DETAILED ACTION
This communication is in response to the Application filed on 09/08/2020. Claims 1-20 are pending and have been examined.

Notice of Pre-AIA  or AIA  Status
The present application, filed on or after March 16, 2013, is being examined under the first inventor to file provisions of the AIA .

Information Disclosure Statement
The information disclosure statement (IDS) submitted on 06/15/2021 is in compliance with the provisions of 37 CFR 1.97.  Accordingly, the information disclosure statement is being considered by the examiner.

Claim Objections
Claim 8 and 18 are objected to because of the following informalities: “fist utterance” should be “first utterance”. There were two instances of this issue in each of the noted claims. Appropriate correction is required.

Claim Rejections - 35 USC § 102
In the event the determination of the status of the application as subject to AIA  35 U.S.C. 102 and 103 (or as subject to pre-AIA  35 U.S.C. 102 and 103) is incorrect, any correction of the statutory basis for the rejection will not be considered a new ground of 
The following is a quotation of the appropriate paragraphs of 35 U.S.C. 102 that form the basis for the rejections under this section made in this Office action:
A person shall be entitled to a patent unless –

(a)(1) the claimed invention was patented, described in a printed publication, or in public use, on sale, or otherwise available to the public before the effective filing date of the claimed invention.

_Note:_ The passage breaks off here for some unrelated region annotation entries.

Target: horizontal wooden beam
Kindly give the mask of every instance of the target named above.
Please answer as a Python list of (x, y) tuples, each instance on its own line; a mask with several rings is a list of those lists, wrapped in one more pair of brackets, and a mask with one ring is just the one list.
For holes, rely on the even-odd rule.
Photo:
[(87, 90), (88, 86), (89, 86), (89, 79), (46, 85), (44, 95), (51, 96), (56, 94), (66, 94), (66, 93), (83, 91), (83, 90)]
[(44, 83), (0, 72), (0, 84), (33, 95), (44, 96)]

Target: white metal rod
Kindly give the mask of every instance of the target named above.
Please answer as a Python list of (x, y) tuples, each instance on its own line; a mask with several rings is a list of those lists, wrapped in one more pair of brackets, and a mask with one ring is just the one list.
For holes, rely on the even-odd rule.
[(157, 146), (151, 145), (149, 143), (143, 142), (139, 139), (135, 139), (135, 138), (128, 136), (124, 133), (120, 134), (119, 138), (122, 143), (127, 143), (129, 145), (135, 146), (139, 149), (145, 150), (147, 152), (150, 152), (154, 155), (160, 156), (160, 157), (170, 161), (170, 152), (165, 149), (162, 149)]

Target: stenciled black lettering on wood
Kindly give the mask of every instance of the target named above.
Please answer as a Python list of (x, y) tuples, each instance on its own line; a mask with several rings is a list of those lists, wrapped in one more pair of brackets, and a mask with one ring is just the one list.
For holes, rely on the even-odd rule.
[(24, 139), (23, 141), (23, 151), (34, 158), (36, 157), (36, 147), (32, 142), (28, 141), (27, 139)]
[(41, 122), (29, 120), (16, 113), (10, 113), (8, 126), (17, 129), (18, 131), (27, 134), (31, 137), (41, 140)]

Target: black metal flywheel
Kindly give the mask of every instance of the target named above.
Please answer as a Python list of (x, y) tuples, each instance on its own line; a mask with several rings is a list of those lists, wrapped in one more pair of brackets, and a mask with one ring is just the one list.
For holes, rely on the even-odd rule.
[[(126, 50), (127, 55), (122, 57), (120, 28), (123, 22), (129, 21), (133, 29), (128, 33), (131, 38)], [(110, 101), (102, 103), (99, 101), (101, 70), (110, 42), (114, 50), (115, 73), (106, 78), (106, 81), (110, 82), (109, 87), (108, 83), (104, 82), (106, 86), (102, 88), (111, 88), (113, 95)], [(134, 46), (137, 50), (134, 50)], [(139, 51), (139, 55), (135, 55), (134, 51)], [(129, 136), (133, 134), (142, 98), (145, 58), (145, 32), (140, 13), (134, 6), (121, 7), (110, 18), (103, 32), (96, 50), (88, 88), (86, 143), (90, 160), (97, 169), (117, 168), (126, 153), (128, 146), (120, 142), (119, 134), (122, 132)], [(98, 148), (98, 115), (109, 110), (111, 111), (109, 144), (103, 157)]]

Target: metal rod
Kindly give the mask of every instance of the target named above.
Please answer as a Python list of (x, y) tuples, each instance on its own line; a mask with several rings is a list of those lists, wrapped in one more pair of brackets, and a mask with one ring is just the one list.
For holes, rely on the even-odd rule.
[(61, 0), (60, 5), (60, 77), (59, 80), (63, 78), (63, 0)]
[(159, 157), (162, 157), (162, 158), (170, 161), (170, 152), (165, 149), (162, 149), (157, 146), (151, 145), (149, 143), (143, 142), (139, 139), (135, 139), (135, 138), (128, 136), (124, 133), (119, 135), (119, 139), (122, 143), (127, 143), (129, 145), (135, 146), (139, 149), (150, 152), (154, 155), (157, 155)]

Claims 1-3, 11-13 and 20 are rejected under 35 U.S.C. 102(a)(1) as being anticipated by Qu et al.  (“Attentive History Selection for Conversational Question Answering”,2019).
As to claim 1, 11, and 20, Qu teaches a system for dynamic topic tracking in a multi-party conversation, the system comprising: 
a memory (see page 1397, sect 4.2.3, models implemented with TensorFlow thus implying use of memory) configured to store a language model, a context history of a plurality of prior utterances, and a plurality of candidate responses at a current turn of the multi-party conversation (see page 1394, left column, sect. 3.3.1, 1st paragraph, where BERT model described, question qk, passage p, and conversation history H-k and Table 1); 
a processor (see page 1397, sect 4.2.3, models implemented with TensorFlow thus implying use of processor) configured to: 
input, to the language model, each prior utterance from the context history paired with a candidate response from the plurality of candidate responses (see page 1394, sect. 3.3.1, left column, 1st paragraph, where BERT model receives as input question qk, k  and see Figure 1, left side of training instance, variations, input sequence, batches which are then input into BERT); 
encode, via the language model, pairs of the prior utterances and the candidate response into a plurality of topic vectors (see page 1394, sect. 3.3.1, left column, 1st paragraph, where BERT model encodes question qk, passage p, and conversation history H-k  into a contextualized representation); 
generate, by a self-attention layer, a plurality of self-attended topic vectors indicative of topic relevance at an utterance level based on the plurality of topic vectors (see page 1395, sect. 3.4, right column, last full paragraph, where attention weights are applied to tk which is based on the token sequence derived from the BERT see Figure 1 Encoder to token level and see Figure 2, output of BERT as contextualized representations); 
compute a relevance score for the candidate response given the context history based on max-pooling of the plurality of attended topic vectors (see page 1398, right column, bullet 3, max pooling used by HAM in order to promote useful history and demotes unhelpful ones see, page 1392, left column, last 8 lines); and 
determine whether to select the candidate response as a response at the current turn of the multi-party conversation base on the relevance score (see page 1396, sect. 3.5, entire section, where aggregated token representation is used to predict answer based on token).
As to claim 11, apparatus claim 1 and 20 and method claim 11 are related as apparatus and the method of using same, with each claimed element's function corresponding to the claimed method step. Accordingly claim 1 is similarly rejected 

As to claim 2 and 12, Qu teaches wherein the processor is further configured to encode, via the language model, pairs of the prior utterances and the candidate response into the plurality of topic vectors by: 
generating an input sequence of tokens representing a pair of an utterance and a candidate response (see Figure 2, where QT1 and PT1-PT4 is shown); 
encoding, via a transformer layer in the language model, the input sequence of tokens into an encoded representation including a first portion representing a start token in the input sequence of tokens and a second portion representing remaining tokens in the input sequence of tokens (see Figure1, input into BERT and yielding output of T0-T7, where T0 interpreted to be start token and the rest the second portion); 
attending over the second portion of the encoded representation based on the first portion as query (see page 1395, sect. 3.4, right column, last full paragraph, where attention weights are applied to tk which is based on the token sequence derived from the BERT see Figure 1 Encoder to token level and see Figure 2, output of BERT as contextualized representations); 
and concatenating the attended second portion of the encoded representation and the first portion to result in a topic vector from the plurality of topic vectors (see Figure 1, where aggregated step occurs from the history attention based on contextualized representation as a result of BERT processing).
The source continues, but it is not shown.